Mental model and basic trait
After trying different solutions I realized that the main concern is where the values will reside once saved. Which begs the question: could we do an abstraction for it? This is similar to the effords in another post titled "Is custom allocators the right abstraction?" which I didn't know existed until recently (I started before it was posted). I settled with a different abstraction which I called Buffer
(ideas for better names are welcomed). You can find it in the proof-of-concept repo.

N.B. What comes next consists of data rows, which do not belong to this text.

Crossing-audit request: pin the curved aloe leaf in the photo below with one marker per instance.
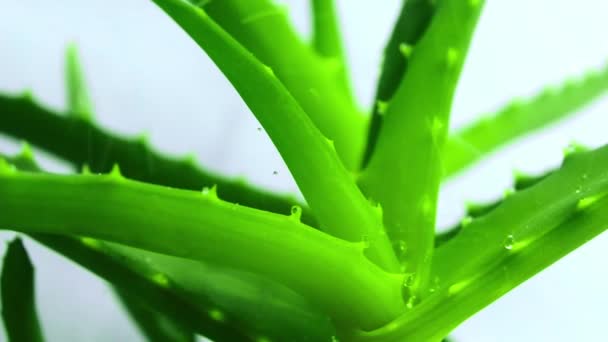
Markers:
(18, 297)
(326, 184)
(194, 225)
(197, 291)
(80, 142)
(414, 130)
(156, 326)
(529, 231)
(476, 210)
(78, 99)
(413, 20)
(262, 27)
(327, 41)
(521, 117)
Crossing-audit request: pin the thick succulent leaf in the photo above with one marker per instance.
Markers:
(413, 20)
(202, 227)
(82, 143)
(263, 28)
(521, 117)
(155, 326)
(78, 99)
(326, 184)
(404, 171)
(147, 289)
(476, 210)
(18, 297)
(261, 306)
(245, 303)
(526, 233)
(327, 41)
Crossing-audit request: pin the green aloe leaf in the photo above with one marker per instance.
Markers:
(404, 171)
(202, 227)
(413, 20)
(327, 41)
(527, 232)
(18, 296)
(521, 117)
(82, 143)
(216, 302)
(314, 80)
(78, 98)
(326, 184)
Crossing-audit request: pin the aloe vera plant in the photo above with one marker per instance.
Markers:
(193, 253)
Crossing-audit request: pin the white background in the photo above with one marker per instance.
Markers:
(146, 75)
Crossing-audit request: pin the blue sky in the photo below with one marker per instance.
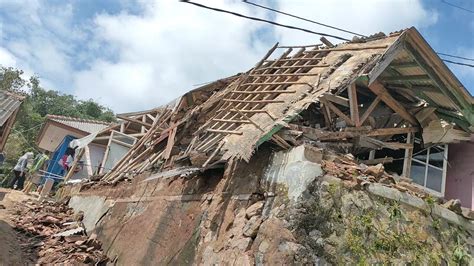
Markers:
(132, 55)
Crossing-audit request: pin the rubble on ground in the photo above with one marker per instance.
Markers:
(57, 235)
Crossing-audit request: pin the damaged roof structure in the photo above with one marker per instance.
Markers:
(385, 99)
(9, 106)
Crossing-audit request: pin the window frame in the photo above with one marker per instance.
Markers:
(427, 165)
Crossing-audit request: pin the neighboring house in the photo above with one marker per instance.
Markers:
(114, 141)
(385, 99)
(9, 106)
(56, 128)
(57, 133)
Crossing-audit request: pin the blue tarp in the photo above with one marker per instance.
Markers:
(54, 168)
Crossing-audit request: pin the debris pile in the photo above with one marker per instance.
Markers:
(346, 168)
(58, 236)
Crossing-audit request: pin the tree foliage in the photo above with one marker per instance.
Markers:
(38, 103)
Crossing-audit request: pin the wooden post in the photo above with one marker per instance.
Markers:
(88, 161)
(74, 164)
(7, 128)
(378, 89)
(408, 154)
(372, 155)
(352, 92)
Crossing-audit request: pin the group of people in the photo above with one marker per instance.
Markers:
(26, 164)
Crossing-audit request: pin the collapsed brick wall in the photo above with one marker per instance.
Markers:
(234, 217)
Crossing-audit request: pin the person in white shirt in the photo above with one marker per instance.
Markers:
(20, 170)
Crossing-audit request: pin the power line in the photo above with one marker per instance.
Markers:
(455, 56)
(264, 20)
(456, 6)
(347, 31)
(457, 63)
(306, 30)
(301, 18)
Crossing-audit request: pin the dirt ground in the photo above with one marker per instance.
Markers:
(11, 248)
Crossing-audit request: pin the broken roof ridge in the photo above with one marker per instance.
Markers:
(84, 120)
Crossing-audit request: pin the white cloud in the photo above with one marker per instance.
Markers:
(180, 45)
(6, 58)
(364, 17)
(164, 52)
(137, 61)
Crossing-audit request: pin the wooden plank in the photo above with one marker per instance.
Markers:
(252, 101)
(263, 92)
(406, 78)
(377, 161)
(392, 131)
(409, 64)
(336, 99)
(170, 143)
(372, 143)
(349, 49)
(406, 172)
(292, 67)
(277, 83)
(354, 107)
(231, 121)
(453, 93)
(380, 90)
(326, 42)
(130, 119)
(290, 60)
(286, 74)
(77, 158)
(338, 112)
(370, 109)
(221, 131)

A buffer is where the data will be saved. Its positions are numbered sequentially (from 0 to capacity - 1
). This means that it excludes collections where the underlying memory is held by pointers (like a linked list). The collection is the one keeping track which positions are full since it depends on the collection behaviour. For isntance Vec
only needs a len
, but a VecDeque
also needs a head
. The buffer fulfills the RawVec
's job, making it not necessary.
The basic trait has the following methods:
capacity
: how many values can the buffer hold.take
: extracts a value from the selected position (emptying it).put
: saves the value in the selected position (filling it).try_grow
andtry_shrink
: tries to change the capacity.
Other methods –like getting a reference– are in other traits, but it is possible that a buffer does not implement them or not returning the same types (eg. &T
isn't correct when using a SoA). Another trait is ContiguousMemoryBuffer
, it tags buffers where the underlying data is in a single well-aligned contiguous memory slice.
This interface turned out to be really flexible and allows for a lot of different implementations: inline, on the heap, specifically for ZSTs, using an allocator, etc. More exotic buffers like a buffer on the GPU or on a file should be possible but haven't tried to implement them yet.
Composability
It's possible to make a buffer that depends on another one. This makes it follow the composite pattern. Using this fact I made the optimizations and other behaviour changes in different composite buffers, which allows the user to build a stack of desired behaviours. Zero-sized type optimization, small vector optimization, how it grows (eg. exponentially), and structure of arrays are examples of such buffers. Here is an example on what it looks like in my PoC (I called Vec
Vector
to avoid collisions with std
):
type ExampleBuffer<T> = ZstoBuffer< // Optimization for types where T is a Zero-Sized Type
ExponentialGrowthBuffer< // Make the buffer to grow exponentially
SvoBuffer< // Add Small Vector Optimization
128,
HeapBuffer<T>, // Save the values on the heap (base buffer)
>
>
>;
let example_vector: Vector<u32, ExampleBuffer<_>> = Vector::new();
Any DerefMut
also is a buffer that forwards everything to the derefed one. So Box<InlineBuffer<T, 100>>
would be an fixed-sized buffer on the heap. It also enables using mutable references to buffers to be used as temporary buffers and even to reuse them.
Resizing
The collection may use try_grow
and try_shrink
to try to resize the buffer. They return a result type with an enum –ResizeError
– for the error type. The possible errors are:
UnsupportedOperation
: for example trying to resizeInlineBuffer
orZstBuffer
TheoreticalLimitSurpassed
: for example trying to grow more thanisize::MAX
on the heap.OutOfMemory
UndistinguishableError
: buffer has no information on why it failed (eg. allocators have no information on why they failed).
Performance
The PoC is unnoptimized. I tried but I was struggling to properly measure performance. I also saw some layout shifts seemingly overpowering any changes I made. I expect a lot of inlining should be added (since there are a lot of indirections) and maybe even make a composite that its only job is to make the resizing functions cold. But for this I need reliable measurements. Layout randomization seems a possible path, but that means making a new tool and that's a lot of work.
That being said, it allows the final user to tune colelctions exactly as needed and enables non-contiguous memory layouts (like SoA), so my guess is that it should be able to enable performance gains.
Due to the ammount of types the PoC has, I would expect the compilation times to be larger, but I don't even know how to benchmark it.